Alien: Monsters,Rape and Acid Blood

*This review contains images some may find distressing*

Alien (1979) is directed by Ridley Scott and stars Sigourney Weaver, Tom Skerritt, Ian Holme,John Hurt and Harry Dean Stanton. It circles the voyage of a futuristic space merchant vessel and its encounter with a horrifying space predator onboard the ship.

This is considered one of the greatest sci-of all time. Three years after Star Wars: a new hope (1977) revived the genre, Alien redefined it. Everything about this film was shrouded under eerie suspense. The poster was dark and minimalistic. The trailer does what amazing trailers should do: never show the monster. I can only imagine how intensely audiences reacted to this after the light and exciting Star Wars.

This was Scott’s first big film I believe, a pretty intense and risky move to cash in on the sci-fi hype at the time and then take it in a whole new direction. The film starts out with this ominous and dreadful cut where the vessel slowly flies over into the screen. The dreaded chill and disturbing sound effects from this forbidding spaceship is powerful. I would never want to go in it in real life, and full props to the set design for making it such an intimidating large yet claustrophobic vehicle. The entire film is filled with this nihilistic tension, and Scott masterfully crafts the suspense by panning the camera around the room whilst the crew are talking, always in the shadows. The film is full of steam pipes bursting and dark, poorly light tight corridors. The first person camera angle when a character runs through them really makes your heart race and increases the feeling of claustrophobia.
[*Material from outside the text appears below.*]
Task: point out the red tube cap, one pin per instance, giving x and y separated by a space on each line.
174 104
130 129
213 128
You feel trapped and in more than one occasion I had to remind myself that I wasn’t in deep space but on a couch.

Sigh. I tell you, what a brilliantly scary idea. Trapped in a tight container with a monster, and that container is floating up in the deathly void of space millions of miles away from anyone who can help you. Genius. Petrifying.

The movie is riddled with phallic symbols and innuendos. It’s very sexually disturbing and I’m not sure why they went this way. It’s not for the faint hearted and is suggestive of sexual violation. I think this was simply to make the movie more disturbing but doesn’t seem like unnecessary shock value, I’ve never seen a film do this ever in my life, leave aside doing it well.

Let’s talk about the cast. This movie only has around 7 people and this makes it all the more effective. The writers use the early portion to really flesh out personalities for these characters, and establishes who is cowardly, who is selfish, who is intelligent etc but (and this is the brilliance) never lets on to who the main character is. This is so effective, since once the action begins, we have a firm understanding of these characters and are left with a true sense of fear since we don’t know who is more important than the other, and the idea that anyone could die makes it all the more frightening. And that’s another thing done brilliantly that movies these days don’t do, establish a great fear of the unknown.

The entire cast is fantastic in their respected roles, but there’s two standout performances I really would like to touch on. The first is Sigourney Weaver’s Ripley. I loved her. Really great character and really great performance. I loved how they went the route of making her the every-man. It made her all the more relatable and vulnerable, the movie wouldn’t have worked as effectively if she was tough enough to take on the alien alone. As the film progresses she does change from this irritating stickler to a more interesting, relatable character. She feels fear and she panics. And that’s what makes you root for her. Ian Holm’s Ash was petrifying. His voice was very chilling and creepy, and I just found him to be very very memorable.

This was Scott’s first big film I believe, a pretty intense and risky move to cash in on the sci-fi hype at the time and then take it in a whole new direction.

But of course the real star of the show was the alien himself. Today the Xenomorph is an iconic and gross movie villain, I can only imagine how traumatic it must have been when the film first came out. This was probably the most unique and original alien concept I’ve ever seen in my life. We don’t know much about the creature other than how it’s born and what it acts like, we don’t know where it came from or anything about it’s natural habitat. A lot about the creature is shrouded in mystery and a lot of these questions aren’t even answered by the end of the film which makes it all the more disturbing and endearing. The infamous blind face and phallic head, the razor teeth and deadly tongue are all a part of pop culture now. So iconic. And don’t let me get started on the birth. The entire life cycle of this parasitic creature is so gross it will leave you feeling very very violated and make your skin crawl. Wonderful practical effects. Wonderful special effects. No wonder it took home the Oscar for visual effects that year.

There’s actually nothing wrong with this movie. It’s easily one of the greatest films of all time. If you haven’t seen it yet, what are you waiting for. This film launched an interesting franchise with one of the greatest sequels ever made, a string other (less than stellar) sequels, spinoffs and crossovers that are still being released today and also, helped launch the successful career of one of the most respected directors in Hollywood.

However, I have to advise the movie has a strong R rating for graphic and disgusting violence.

This film showcases where horror comes from. The primal fear of the unknown. The nihilistic concept of not being in control. And the cold spectacle of death.